For the last three years we have been trying to grow quite a bit of our food.  We use a mix of traditional style row planting for some things and the Square-foot gardening technique for others.  Spring is a busy time - this year we started many of our seedlings from seeds using two cute plastic green houses to keep them warm in the house and protected from our cats who like to munch on certain greens.  One of them is now out on our porch starting the hardening-off process.  On the top shelf of the greenhouse you can see our sweet potato slips that we are trying to grow for the first time this year.  Sweet potatoes require 100 day growing season and here in Ontario we have about 139 days if we are lucky so it is a bit of a challenge. I overwintered the vines from cuttings from a friend and then re-cut the vine a few weeks ago so that they will start to root.  Each root should produce a few sweet potatoes.
Remember those sprouts back in March in the cold frames?  We have been enjoying lettuce and spinach from the cold frames for the last month.  In a few weeks I'll pick all the lettuce that remains and add new soil to the boxes and plant them with tomatoes and peppers.  We have struggled to grow peppers in the last couple of years with chilly weather so this year they are going up against the house on the south side to give them as much heat as possible.

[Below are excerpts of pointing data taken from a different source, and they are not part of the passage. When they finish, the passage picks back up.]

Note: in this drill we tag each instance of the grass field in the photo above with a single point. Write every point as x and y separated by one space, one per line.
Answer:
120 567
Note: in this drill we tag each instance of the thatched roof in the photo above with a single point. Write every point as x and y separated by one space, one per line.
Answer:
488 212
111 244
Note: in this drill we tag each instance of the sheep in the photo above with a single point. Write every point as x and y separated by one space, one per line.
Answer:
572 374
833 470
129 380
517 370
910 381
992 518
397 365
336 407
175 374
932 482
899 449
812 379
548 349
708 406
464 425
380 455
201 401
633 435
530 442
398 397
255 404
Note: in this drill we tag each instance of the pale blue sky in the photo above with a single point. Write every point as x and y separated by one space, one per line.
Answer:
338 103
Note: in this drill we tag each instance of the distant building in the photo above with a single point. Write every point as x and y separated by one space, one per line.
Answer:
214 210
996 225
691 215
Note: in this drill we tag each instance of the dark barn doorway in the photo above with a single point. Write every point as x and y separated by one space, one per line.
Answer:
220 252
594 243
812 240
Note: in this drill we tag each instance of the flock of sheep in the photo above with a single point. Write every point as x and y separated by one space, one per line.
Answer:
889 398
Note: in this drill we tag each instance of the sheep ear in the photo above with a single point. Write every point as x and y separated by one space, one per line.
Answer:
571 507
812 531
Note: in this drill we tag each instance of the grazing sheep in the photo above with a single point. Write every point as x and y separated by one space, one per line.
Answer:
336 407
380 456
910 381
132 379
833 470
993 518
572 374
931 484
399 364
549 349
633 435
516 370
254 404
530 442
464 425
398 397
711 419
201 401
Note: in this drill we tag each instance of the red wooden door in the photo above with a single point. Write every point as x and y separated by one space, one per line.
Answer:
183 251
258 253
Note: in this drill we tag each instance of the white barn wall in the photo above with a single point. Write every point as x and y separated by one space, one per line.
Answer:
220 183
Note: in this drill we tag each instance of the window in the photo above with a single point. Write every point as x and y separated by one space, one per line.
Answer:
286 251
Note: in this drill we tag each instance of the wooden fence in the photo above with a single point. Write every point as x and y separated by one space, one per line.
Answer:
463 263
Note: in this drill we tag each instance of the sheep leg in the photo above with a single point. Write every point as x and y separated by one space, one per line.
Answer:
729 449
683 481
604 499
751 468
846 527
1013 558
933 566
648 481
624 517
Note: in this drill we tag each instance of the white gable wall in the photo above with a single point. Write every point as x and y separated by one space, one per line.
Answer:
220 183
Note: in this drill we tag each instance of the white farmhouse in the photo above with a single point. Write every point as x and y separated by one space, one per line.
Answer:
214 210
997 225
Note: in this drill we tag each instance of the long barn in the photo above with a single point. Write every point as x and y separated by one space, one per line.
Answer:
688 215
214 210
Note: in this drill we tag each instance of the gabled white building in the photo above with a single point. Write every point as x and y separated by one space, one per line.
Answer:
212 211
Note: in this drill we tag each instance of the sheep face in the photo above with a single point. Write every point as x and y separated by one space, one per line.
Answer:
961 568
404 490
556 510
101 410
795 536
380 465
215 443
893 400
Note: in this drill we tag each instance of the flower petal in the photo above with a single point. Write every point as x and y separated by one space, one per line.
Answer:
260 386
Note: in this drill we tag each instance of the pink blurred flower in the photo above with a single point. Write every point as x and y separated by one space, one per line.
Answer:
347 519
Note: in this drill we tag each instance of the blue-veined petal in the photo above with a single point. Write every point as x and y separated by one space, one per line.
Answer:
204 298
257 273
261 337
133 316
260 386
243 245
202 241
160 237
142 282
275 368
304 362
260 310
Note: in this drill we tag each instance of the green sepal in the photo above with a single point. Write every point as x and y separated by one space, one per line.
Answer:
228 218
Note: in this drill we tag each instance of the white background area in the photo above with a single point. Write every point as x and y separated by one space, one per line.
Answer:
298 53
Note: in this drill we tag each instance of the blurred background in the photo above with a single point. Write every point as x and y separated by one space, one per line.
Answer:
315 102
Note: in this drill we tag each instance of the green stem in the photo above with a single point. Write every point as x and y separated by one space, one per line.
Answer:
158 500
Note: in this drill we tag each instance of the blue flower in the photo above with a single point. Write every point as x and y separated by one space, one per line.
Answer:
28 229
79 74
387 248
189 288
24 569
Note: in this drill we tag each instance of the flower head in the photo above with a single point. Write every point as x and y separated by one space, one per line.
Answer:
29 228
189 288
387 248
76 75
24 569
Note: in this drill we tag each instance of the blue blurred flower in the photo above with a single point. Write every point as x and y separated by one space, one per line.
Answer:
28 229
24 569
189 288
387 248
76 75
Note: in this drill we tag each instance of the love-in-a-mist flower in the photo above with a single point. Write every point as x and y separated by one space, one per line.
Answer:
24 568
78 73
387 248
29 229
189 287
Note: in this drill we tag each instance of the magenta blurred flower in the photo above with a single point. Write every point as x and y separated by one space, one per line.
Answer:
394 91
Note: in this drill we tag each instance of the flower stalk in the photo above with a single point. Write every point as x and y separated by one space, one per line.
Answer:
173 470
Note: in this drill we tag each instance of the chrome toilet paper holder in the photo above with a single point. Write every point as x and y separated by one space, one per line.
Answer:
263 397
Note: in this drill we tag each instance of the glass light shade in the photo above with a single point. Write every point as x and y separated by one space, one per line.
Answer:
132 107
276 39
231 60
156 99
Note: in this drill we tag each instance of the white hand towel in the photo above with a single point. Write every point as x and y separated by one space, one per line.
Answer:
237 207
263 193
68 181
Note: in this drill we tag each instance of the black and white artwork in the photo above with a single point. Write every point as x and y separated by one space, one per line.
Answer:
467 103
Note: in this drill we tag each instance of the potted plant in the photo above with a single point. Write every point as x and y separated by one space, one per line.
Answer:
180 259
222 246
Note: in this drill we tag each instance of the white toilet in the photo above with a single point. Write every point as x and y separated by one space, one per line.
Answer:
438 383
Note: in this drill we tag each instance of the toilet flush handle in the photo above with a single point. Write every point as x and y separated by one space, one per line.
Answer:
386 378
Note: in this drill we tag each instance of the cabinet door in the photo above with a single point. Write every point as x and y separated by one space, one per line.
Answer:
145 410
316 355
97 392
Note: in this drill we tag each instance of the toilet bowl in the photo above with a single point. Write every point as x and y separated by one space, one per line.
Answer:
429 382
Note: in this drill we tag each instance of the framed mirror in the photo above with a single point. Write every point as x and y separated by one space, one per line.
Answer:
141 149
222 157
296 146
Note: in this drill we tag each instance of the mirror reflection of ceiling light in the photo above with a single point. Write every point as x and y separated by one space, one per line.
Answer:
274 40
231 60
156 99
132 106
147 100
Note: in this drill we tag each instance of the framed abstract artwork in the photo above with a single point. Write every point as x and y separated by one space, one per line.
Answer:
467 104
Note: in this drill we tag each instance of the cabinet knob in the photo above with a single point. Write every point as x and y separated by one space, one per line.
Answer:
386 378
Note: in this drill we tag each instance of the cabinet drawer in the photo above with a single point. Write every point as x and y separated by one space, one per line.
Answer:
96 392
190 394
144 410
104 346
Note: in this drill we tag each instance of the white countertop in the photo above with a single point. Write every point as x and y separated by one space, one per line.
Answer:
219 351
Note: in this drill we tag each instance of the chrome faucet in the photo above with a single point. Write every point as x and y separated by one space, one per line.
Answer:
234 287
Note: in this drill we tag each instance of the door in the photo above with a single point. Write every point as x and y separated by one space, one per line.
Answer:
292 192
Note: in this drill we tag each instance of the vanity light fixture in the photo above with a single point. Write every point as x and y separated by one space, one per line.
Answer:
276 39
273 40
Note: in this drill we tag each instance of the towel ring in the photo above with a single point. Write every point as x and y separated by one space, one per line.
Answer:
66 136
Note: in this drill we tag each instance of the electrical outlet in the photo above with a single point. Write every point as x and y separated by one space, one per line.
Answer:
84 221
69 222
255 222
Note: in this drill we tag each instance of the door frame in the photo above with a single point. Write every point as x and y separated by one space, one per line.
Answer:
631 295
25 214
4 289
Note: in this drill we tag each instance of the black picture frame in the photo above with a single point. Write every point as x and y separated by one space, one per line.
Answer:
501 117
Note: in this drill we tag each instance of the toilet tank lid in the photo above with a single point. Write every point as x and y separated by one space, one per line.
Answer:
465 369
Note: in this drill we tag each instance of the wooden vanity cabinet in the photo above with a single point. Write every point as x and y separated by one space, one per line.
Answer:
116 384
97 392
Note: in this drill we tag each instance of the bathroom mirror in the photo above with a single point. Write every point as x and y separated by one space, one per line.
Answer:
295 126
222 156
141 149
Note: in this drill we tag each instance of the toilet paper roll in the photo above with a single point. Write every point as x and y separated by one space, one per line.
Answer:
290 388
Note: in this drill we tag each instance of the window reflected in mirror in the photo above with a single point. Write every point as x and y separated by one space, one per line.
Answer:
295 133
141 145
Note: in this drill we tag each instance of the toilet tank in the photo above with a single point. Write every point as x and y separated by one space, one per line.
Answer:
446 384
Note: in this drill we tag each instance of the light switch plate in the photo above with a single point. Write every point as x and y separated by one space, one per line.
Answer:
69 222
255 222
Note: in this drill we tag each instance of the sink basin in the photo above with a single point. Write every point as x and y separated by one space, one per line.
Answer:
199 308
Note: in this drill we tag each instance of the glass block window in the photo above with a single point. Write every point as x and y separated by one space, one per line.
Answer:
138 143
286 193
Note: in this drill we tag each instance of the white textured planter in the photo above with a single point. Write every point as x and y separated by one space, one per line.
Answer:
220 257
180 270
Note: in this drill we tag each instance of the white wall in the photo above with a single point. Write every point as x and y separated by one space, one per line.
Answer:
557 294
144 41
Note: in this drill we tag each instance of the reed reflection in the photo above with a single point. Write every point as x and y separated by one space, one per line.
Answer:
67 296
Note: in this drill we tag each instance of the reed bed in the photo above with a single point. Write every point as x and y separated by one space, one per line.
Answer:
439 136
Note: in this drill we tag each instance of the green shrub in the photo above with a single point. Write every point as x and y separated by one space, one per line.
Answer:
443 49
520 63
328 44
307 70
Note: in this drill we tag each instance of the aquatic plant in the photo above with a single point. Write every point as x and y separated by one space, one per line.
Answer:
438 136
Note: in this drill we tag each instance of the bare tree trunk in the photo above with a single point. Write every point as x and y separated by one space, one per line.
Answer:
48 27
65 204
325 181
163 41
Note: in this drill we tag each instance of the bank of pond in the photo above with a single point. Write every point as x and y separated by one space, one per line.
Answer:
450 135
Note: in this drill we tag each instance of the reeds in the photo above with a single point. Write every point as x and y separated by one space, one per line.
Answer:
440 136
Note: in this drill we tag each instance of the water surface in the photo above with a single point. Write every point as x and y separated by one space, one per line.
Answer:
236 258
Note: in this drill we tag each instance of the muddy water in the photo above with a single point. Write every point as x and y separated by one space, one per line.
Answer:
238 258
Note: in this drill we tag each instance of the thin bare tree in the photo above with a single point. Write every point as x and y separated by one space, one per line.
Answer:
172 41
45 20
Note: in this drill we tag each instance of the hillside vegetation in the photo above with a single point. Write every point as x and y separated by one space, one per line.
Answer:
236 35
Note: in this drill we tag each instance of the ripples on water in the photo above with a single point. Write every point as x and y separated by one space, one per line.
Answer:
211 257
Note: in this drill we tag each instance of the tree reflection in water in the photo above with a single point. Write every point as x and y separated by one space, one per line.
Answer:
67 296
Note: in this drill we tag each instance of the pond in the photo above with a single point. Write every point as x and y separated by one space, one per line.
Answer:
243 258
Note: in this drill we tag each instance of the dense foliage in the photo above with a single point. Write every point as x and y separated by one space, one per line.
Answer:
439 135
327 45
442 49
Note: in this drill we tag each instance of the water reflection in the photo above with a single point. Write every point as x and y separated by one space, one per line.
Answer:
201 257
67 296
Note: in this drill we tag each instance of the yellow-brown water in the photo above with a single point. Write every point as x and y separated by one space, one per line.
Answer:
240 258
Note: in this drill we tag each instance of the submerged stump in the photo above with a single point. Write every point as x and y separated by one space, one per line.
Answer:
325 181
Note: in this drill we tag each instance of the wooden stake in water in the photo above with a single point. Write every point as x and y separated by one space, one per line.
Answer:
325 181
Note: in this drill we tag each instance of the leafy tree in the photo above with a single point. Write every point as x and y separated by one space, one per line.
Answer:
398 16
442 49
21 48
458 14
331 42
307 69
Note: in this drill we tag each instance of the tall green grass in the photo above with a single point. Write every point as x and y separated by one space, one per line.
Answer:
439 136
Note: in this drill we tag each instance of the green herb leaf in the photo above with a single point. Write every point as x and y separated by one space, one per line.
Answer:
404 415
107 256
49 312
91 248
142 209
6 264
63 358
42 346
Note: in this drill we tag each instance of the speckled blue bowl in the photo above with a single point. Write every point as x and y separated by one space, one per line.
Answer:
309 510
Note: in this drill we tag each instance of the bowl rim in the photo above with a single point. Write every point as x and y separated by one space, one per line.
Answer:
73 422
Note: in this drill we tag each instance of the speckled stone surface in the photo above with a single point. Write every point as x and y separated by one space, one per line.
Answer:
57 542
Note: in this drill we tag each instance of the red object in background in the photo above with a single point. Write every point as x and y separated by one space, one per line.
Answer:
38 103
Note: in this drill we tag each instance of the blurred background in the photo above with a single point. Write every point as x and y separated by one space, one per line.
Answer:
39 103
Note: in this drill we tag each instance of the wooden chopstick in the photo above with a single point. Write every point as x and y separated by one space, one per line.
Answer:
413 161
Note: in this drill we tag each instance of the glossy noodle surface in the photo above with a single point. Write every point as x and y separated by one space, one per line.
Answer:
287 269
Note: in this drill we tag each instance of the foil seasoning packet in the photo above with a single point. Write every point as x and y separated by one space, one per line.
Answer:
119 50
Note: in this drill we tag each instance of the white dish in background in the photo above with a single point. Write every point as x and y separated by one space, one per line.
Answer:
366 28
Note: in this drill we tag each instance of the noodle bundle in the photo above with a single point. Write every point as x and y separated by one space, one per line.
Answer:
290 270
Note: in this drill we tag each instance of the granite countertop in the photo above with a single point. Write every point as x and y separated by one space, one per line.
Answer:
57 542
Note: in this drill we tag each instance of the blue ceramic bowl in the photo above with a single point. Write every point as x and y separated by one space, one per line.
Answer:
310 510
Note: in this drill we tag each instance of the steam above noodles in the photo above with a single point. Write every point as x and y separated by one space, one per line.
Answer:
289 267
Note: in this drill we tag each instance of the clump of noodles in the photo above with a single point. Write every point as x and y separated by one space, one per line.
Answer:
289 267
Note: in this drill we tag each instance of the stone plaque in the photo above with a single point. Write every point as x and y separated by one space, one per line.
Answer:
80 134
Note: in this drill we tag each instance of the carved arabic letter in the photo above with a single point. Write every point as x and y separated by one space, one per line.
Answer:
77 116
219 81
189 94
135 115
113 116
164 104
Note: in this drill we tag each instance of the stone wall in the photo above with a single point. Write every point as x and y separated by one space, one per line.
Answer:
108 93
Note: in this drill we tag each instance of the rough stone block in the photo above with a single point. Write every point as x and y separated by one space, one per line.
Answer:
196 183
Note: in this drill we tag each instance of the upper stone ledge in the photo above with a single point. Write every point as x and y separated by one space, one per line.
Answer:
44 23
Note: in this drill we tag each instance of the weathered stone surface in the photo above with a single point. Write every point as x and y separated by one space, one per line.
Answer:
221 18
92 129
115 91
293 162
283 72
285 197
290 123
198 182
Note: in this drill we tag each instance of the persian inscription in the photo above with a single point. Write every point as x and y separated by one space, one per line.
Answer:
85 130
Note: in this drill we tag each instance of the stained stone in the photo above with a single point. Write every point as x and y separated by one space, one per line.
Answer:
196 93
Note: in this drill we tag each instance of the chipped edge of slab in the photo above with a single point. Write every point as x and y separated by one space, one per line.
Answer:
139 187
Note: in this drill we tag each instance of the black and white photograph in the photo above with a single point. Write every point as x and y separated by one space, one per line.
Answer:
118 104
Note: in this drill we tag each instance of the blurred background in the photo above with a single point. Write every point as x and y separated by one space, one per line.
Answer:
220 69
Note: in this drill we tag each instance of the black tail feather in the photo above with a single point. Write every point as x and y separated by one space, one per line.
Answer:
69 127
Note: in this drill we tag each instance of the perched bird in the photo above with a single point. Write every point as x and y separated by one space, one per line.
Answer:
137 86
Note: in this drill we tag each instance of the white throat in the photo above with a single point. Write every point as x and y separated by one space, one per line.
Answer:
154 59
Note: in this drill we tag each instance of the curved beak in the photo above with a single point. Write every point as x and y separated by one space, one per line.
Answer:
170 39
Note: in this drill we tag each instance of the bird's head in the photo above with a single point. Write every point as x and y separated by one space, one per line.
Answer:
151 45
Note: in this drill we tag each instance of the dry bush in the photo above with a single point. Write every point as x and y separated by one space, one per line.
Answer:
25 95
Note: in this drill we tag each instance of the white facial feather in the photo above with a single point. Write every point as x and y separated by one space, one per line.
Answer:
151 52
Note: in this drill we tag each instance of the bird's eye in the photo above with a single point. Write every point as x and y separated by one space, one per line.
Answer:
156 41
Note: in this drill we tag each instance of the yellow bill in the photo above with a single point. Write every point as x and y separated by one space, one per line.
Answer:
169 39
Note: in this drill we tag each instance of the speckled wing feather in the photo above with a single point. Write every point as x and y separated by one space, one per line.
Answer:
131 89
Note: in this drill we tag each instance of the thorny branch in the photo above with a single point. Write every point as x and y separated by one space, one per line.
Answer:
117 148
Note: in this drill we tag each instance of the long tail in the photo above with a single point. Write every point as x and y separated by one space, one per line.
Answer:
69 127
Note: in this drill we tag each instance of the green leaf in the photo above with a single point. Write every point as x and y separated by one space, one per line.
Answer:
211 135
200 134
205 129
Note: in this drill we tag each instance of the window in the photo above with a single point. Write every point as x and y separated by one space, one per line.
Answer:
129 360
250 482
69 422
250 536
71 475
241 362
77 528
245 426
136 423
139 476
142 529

Jerry tends to take care of the veggies in the traditional beds - the garlic, potatoes, vines, strawberries, asparagus.  I look after the Square-foot beds.  We have 11 4x4' boxes and 4 1x4" beds for vines.  I don't follow the Square foot method completely - I trucked in good garden soil to start with and we add manure and compost to it each year.  We constructed the boxes from leftover timber from  the building of our home - many pieces are falling apart this year and so we will need to come up with something more permanent.  I use string to divide the boxes - it takes up less real estate and the more space you have the more plants you can grow.  When I plant the seeds I use vermiculite in the holes, then the seeds, then more vermiculite as per the original Square Foot book.  It makes it easy to see where the seeds should come up and the Virgo in me loves the tidy, neat look of the gardens - at least for the first few weeks.